Materials and methods: The subjects were patients with oral squamous cell carcinoma who underwent radical treatments. As evaluation factors, the T category, N category, clinical stage, and growth pattern were selected from clinical factors, and the degree of differentiation, mode of invasion, lymphatic invasion, vascular invasion, and perineural invasion from histopathological factors. Survival analysis was performed employing the Kaplan–Meier method, and the log-rank test was performed for univariate analysis between each factor and the outcome. Multivariate analysis was conducted using Cox’s proportional hazard model.

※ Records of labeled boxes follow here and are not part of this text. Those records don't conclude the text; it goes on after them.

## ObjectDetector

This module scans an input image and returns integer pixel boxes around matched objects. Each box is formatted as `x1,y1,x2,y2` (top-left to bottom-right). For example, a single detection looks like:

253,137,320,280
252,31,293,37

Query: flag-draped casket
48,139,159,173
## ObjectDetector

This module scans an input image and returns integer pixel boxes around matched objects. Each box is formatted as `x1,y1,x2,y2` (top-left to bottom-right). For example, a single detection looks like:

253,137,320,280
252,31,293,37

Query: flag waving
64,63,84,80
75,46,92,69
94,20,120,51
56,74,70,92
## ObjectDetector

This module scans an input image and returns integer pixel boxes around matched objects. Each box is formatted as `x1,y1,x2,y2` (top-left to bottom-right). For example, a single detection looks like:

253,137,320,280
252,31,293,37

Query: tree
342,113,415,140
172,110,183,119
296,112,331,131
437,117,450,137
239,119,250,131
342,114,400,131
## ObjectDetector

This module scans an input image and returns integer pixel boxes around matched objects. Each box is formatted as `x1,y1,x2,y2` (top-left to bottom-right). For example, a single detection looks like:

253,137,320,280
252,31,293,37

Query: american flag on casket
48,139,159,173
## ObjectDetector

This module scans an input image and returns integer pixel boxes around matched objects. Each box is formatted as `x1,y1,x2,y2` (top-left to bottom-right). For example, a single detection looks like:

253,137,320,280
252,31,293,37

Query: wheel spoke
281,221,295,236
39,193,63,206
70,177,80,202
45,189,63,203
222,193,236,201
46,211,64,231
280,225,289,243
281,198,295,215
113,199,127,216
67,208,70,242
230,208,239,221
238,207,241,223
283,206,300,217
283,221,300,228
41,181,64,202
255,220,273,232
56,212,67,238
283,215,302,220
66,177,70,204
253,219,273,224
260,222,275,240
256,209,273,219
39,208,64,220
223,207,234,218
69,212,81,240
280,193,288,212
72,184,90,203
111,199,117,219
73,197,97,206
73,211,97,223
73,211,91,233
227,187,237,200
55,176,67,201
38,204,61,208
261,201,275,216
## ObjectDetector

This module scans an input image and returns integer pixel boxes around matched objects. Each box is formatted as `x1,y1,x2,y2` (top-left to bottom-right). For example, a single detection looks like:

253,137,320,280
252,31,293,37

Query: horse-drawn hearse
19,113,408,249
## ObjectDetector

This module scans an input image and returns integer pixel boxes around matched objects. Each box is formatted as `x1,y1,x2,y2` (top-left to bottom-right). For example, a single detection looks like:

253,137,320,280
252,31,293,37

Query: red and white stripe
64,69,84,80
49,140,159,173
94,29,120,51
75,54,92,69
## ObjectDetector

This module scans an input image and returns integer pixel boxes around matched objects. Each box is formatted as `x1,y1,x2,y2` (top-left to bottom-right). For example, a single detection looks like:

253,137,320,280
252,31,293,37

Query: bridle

Results: Analysis involved 205 patients with a mean age of 64 years. Univariate analyses indicated that the T category, N category, stage, growth pattern, degree of differentiation, mode of invasion, lymphatic invasion, vascular invasion, and perineural invasion were all useful as prognostic factors. On multivariate analysis using these factors, the T category and mode of invasion were shown to be effective.
Conclusion: We evaluated the relationships of clinical and histopathological factors of oral squamous cell carcinoma with the outcome, and found the T category and mode of invasion to be the most useful prognostic factors.
Conflict of interest: None declared.